Tips For CFOs Dealing With Private Equity Buyers
Private equity firms have long been active in consolidating industries, buying up small firms and combining them. They’re known for buying businesses and making them leaner and more cost efficient, before selling or listing them publicly.
We examine what challenges you can expect as a business during an exit to private equity. And what are private equity like as owners?
The founding CEO loses interest
In mid-market M&A transactions, the founder of the business is also the principal or the CEO and although they often commit to staying on and staying motivated after the sale of their company, that’s rarely the case, experts say.
“Founders will tell us that they’ll get the big cheque and it won’t make a difference,” says Tim Miles of Miles Advisory Partners in Sydney.
“It does, it makes a huge difference,” says Miles, adding that the motivation to go to work every day when the business is no longer theirs wanes.
Founders can find themselves “working for somebody who’s got different ideas of what they want to do with their business than what they used to do and hence, don’t enjoy going to work anymore,” Miles adds.
Replacing the CEO
Who is going to lead the business when the founder leaves must be considered in a sale to private equity. Finding someone to replace the outgoing CEO of a mid-market company is particularly hard in Australia, when compared to the US, experts say, due to the size of the talent pool.
Clark Butler, who as the senior partner in a private equity firm is now the interim CEO of Dun & Bradstreet – a company his firm acquired – advises that exiting to a private equity firm is a long-term consideration for a CFO.

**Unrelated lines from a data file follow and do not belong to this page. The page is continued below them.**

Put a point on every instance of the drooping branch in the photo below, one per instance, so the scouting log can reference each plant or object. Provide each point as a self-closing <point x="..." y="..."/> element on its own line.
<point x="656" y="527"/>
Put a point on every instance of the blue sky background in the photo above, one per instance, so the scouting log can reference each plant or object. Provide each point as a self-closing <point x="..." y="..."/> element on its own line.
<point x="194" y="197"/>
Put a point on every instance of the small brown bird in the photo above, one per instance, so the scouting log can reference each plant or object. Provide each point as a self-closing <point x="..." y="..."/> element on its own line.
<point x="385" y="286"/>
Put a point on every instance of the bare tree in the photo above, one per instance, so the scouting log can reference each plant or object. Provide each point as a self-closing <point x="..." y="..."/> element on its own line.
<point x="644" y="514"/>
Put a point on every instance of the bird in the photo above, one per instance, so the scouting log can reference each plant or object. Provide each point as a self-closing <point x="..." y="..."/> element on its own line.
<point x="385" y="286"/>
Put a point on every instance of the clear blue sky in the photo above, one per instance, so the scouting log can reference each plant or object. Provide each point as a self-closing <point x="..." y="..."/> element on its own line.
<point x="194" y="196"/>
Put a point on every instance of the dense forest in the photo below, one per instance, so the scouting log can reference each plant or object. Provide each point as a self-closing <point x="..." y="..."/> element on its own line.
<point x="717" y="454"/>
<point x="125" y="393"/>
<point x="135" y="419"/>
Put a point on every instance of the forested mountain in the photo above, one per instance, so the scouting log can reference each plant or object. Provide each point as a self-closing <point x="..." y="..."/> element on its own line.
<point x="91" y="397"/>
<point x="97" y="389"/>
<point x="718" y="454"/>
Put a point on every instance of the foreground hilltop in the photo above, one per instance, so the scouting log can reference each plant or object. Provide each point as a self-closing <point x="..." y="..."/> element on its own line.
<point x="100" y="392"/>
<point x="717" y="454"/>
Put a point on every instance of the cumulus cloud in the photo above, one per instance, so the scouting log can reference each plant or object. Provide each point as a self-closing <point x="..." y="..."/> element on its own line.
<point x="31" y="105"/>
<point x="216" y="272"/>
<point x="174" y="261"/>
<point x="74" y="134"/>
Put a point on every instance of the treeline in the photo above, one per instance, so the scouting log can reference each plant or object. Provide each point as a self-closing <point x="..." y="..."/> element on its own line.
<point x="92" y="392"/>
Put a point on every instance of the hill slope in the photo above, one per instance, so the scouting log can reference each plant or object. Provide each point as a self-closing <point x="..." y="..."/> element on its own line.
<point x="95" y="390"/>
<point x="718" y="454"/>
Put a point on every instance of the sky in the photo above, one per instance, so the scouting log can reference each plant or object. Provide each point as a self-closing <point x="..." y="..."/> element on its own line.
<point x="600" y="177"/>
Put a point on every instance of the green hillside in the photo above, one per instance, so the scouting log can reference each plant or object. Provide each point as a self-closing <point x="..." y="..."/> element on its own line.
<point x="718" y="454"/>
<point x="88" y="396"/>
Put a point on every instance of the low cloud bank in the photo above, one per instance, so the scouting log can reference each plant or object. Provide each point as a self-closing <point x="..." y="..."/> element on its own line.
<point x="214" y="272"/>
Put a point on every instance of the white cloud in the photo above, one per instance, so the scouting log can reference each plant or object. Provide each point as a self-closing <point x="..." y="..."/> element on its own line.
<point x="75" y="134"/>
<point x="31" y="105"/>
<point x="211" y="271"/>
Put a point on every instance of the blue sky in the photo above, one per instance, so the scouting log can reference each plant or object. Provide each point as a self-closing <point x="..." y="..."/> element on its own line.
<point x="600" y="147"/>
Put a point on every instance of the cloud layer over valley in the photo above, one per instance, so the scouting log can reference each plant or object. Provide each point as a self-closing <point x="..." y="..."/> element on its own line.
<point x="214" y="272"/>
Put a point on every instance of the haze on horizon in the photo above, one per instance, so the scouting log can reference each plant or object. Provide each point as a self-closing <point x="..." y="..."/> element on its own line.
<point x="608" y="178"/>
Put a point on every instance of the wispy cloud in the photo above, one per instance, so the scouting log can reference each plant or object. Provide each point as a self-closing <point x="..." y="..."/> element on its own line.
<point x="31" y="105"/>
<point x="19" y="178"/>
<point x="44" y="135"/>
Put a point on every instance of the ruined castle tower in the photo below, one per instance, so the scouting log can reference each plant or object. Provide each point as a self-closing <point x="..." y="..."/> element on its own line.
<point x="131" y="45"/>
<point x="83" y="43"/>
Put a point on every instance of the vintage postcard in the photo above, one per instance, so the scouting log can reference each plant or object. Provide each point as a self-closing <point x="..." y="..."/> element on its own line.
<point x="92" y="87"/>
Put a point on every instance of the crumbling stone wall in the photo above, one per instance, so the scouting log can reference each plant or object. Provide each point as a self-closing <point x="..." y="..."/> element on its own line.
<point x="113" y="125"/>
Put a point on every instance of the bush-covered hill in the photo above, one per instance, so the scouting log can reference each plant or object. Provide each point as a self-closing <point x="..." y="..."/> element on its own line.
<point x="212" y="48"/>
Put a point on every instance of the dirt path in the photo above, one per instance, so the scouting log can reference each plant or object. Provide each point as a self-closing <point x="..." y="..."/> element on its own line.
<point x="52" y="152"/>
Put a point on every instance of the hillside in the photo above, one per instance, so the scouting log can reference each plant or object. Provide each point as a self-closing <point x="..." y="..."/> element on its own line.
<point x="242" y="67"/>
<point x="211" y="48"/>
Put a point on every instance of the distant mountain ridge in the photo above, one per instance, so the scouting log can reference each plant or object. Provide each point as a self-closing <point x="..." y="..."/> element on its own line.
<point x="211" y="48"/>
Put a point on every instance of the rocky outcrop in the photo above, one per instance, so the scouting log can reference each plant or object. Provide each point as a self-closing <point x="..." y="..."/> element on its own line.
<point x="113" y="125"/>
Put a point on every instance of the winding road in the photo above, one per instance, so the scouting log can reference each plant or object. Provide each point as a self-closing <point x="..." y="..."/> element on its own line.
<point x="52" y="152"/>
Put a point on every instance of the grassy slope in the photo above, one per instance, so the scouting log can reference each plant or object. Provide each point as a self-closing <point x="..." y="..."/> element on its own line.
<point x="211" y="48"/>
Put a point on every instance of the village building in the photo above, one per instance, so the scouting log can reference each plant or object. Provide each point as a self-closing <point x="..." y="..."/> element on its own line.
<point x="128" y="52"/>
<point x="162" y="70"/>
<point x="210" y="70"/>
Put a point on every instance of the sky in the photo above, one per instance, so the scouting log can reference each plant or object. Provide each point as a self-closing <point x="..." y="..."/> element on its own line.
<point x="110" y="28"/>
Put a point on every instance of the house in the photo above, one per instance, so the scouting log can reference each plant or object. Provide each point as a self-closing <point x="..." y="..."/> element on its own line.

“The best thing that they can do is appoint a new CEO, and convince the private equity firm that the former CEO will be there for a year as the executive chairman,” he adds.
Private equity as owners
Butler, who has managed two businesses on behalf of private equity owners, says they are analytical by nature and want in depth financial reports.
“And they’ll want to do that more and more and more the less confidence they have in a management team, so it’s really important to get them away from overanalysing the business,” he advises.
“If you’ve got the confidence of the (PE) firm and they’ve got a long term view where they’ll make investment decisions, it’s a really good place to be,” says Butler.
He also stresses the need for an understanding of the investment cycle and private equity’s viewpoint.
“There’s a point at which private equity doesn’t want to spend any more money on a business, and so you’ve got to make your capital decisions early, because they view everything as a project.”